Figure 2: Architectural design of a Data Mesh implementation with Delta Lake & the Lakehouse architecture
Implementing Data Mesh qualities with Delta Lake
We implemented a proof of concept where we explored some of Delta Lake and Lakehouse architecture’s key features to demonstrate how they can be utilized for a Data Mesh on a practical level. The use case is centered around a company with multiple cross-functional domains/departments that work with the same data that currently exists in a cloud based general purpose data lake. Key architectural components as illustrated in figure 2 are:
- An existing Data Lake - an existing repository of raw data from diverse sources in different formats. This is similar to what most clients’ existing data landscape looks like- no defined governance on data
- Domain teams - Ownership of the data is decentralized back to the respective domains that process and standardize it into data products
- Metadata and governance layer - Standardization of the data products in each domain team is supported by Delta Lake and the Lakehouse architecture where data products are developed under certain guidelines within three groups:
a. Bronze - Raw data that might be in multiple formats and structures
b. Silver - filtered & cleaned data
c. Gold - aggregated data that is ready for business use cases.

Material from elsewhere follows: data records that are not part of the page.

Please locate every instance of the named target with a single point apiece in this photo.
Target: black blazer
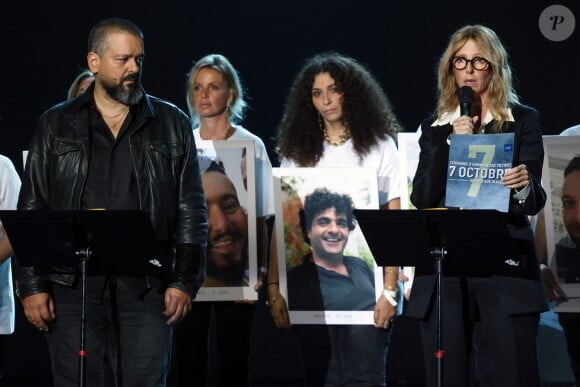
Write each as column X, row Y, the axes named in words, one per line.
column 523, row 293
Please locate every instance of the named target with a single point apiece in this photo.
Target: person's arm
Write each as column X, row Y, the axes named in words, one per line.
column 386, row 306
column 276, row 302
column 191, row 232
column 524, row 179
column 553, row 290
column 430, row 178
column 5, row 246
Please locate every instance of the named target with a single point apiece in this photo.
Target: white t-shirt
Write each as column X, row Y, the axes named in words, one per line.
column 383, row 157
column 9, row 189
column 571, row 131
column 263, row 168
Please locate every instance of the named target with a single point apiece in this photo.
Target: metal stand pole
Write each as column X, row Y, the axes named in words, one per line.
column 439, row 254
column 84, row 256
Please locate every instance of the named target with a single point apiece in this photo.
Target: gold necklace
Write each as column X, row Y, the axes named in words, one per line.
column 342, row 138
column 229, row 132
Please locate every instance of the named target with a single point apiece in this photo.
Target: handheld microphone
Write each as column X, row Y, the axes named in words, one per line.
column 465, row 99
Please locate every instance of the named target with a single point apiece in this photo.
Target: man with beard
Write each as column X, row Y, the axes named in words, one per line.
column 329, row 280
column 227, row 255
column 116, row 148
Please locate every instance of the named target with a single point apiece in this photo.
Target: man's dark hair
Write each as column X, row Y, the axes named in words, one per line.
column 573, row 165
column 320, row 200
column 98, row 36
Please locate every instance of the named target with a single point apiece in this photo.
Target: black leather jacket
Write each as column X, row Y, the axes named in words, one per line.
column 167, row 172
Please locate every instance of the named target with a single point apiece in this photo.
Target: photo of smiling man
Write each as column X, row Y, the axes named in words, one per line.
column 227, row 253
column 327, row 279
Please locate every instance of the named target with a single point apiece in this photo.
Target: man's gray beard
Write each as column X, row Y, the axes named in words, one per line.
column 127, row 96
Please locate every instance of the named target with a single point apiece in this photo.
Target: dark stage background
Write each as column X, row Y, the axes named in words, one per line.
column 44, row 47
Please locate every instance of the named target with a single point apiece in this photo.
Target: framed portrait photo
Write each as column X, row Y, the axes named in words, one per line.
column 327, row 271
column 227, row 170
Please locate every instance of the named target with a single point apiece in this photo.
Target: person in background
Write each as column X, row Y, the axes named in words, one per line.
column 118, row 148
column 81, row 83
column 216, row 103
column 337, row 115
column 553, row 290
column 567, row 255
column 476, row 309
column 9, row 189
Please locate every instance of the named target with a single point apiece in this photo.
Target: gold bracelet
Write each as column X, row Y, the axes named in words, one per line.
column 270, row 303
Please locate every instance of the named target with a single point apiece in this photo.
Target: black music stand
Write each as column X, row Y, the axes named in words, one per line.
column 119, row 241
column 452, row 237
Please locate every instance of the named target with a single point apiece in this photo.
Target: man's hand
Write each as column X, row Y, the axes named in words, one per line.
column 177, row 304
column 553, row 290
column 279, row 311
column 385, row 313
column 39, row 310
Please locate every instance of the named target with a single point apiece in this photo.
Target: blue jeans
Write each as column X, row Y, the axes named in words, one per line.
column 127, row 336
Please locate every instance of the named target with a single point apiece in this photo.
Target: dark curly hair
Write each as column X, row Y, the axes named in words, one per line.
column 319, row 201
column 366, row 110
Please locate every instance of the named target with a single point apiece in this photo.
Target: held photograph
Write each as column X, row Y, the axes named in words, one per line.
column 330, row 274
column 228, row 176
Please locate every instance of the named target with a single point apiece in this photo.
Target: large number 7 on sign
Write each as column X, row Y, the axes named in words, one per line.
column 488, row 153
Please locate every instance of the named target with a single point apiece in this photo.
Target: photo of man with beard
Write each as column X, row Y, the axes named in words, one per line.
column 327, row 279
column 227, row 255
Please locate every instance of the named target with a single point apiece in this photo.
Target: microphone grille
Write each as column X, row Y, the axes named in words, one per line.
column 465, row 94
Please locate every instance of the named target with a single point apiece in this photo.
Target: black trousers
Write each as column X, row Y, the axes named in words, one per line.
column 232, row 323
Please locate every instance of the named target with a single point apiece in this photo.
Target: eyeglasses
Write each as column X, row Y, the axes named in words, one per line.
column 478, row 63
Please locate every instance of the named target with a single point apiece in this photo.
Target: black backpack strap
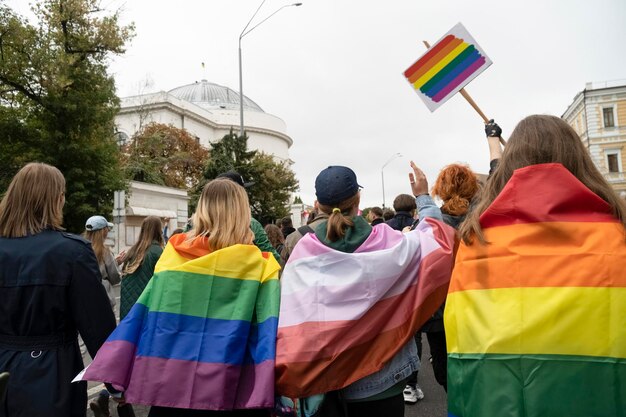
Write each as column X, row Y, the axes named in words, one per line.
column 303, row 230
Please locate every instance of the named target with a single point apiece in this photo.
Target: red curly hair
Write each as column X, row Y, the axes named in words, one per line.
column 456, row 185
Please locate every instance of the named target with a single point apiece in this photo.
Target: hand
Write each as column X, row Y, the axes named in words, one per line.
column 492, row 130
column 419, row 183
column 120, row 257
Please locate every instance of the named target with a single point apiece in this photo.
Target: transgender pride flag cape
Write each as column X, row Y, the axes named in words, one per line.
column 343, row 316
column 203, row 333
column 536, row 319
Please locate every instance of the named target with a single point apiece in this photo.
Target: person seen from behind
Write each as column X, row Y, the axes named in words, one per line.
column 201, row 339
column 405, row 208
column 96, row 231
column 50, row 291
column 375, row 216
column 456, row 186
column 353, row 296
column 260, row 238
column 535, row 309
column 286, row 225
column 139, row 263
column 275, row 235
column 388, row 214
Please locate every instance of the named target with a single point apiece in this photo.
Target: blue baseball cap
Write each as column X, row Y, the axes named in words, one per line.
column 335, row 184
column 96, row 223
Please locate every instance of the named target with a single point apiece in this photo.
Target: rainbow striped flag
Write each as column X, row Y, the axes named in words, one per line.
column 447, row 67
column 201, row 336
column 343, row 316
column 536, row 319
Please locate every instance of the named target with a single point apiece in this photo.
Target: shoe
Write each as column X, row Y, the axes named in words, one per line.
column 410, row 395
column 419, row 393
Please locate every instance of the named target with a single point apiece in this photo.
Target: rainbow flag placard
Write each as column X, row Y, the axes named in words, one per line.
column 447, row 67
column 201, row 336
column 536, row 319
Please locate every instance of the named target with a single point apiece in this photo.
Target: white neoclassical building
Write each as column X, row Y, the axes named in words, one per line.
column 208, row 111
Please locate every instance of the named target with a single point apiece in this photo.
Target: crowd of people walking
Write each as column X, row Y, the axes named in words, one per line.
column 517, row 283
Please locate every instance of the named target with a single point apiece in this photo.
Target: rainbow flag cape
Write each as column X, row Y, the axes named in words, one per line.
column 448, row 66
column 343, row 316
column 536, row 319
column 203, row 333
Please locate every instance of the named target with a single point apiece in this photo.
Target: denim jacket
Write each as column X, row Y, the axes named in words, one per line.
column 406, row 361
column 401, row 366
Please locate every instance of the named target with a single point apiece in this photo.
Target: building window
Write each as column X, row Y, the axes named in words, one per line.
column 609, row 117
column 613, row 160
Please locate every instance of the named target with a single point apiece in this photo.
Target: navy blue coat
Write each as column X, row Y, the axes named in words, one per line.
column 49, row 289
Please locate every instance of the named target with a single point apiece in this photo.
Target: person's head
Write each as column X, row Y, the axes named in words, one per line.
column 541, row 139
column 96, row 230
column 374, row 213
column 456, row 185
column 223, row 215
column 274, row 234
column 150, row 232
column 286, row 223
column 404, row 202
column 235, row 177
column 388, row 214
column 177, row 231
column 33, row 201
column 338, row 195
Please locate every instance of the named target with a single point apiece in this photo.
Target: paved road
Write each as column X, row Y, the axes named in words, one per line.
column 433, row 404
column 435, row 400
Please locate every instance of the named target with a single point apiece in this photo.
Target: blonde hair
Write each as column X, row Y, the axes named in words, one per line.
column 222, row 215
column 97, row 237
column 340, row 217
column 540, row 139
column 33, row 202
column 151, row 231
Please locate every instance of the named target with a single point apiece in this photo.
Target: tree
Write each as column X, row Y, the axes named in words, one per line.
column 273, row 181
column 57, row 101
column 165, row 155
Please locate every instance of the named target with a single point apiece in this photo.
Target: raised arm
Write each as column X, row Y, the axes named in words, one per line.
column 493, row 132
column 426, row 207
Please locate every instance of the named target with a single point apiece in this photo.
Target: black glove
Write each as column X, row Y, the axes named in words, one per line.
column 492, row 129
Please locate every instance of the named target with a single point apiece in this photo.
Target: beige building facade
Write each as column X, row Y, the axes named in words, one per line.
column 598, row 115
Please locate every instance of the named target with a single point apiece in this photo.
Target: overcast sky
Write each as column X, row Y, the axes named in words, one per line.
column 332, row 70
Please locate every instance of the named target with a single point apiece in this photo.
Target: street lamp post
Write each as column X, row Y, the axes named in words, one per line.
column 244, row 32
column 382, row 173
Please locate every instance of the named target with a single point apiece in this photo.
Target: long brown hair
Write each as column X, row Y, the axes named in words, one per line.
column 33, row 202
column 222, row 215
column 341, row 219
column 151, row 231
column 97, row 237
column 541, row 139
column 456, row 185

Within this layer, Delta Lake features of schema enforcements, data versioning and performance optimization are implemented. Additional governance guidelines can also be enforced
- Data Catalog - These data products are then made available and discoverable in Azure Data Catalog where users can access them in a self-service manner. The data catalog also showcases the data expert associated, schema, data sample and direct URL to use the data
We are continuously supporting our clients in various industries in conceptualizing and adopting various aspects of Data Mesh to strengthen and future-proof their existing data landscapes. Data management is an ever evolving field and staying ahead of the curve is crucial for an operational and innovative advantage
This proof of concept implements a couple concepts of Data Mesh with a focus on scalability, data quality and governance, decentralized data responsibility and trustworthy data products. It also builds on top of the evolving data landscape that is moving away from the centralized solutions- data warehouses and data lakes to more agile decentralized architectural concepts like Data Mesh. The organizational change aspects of Data Mesh are not highlighted here but are very crucial in success of such a paradigm shift. We are also exploring other technologies that satisfy Data Mesh qualities e.g. Snowflake, AWS, Azure and many more.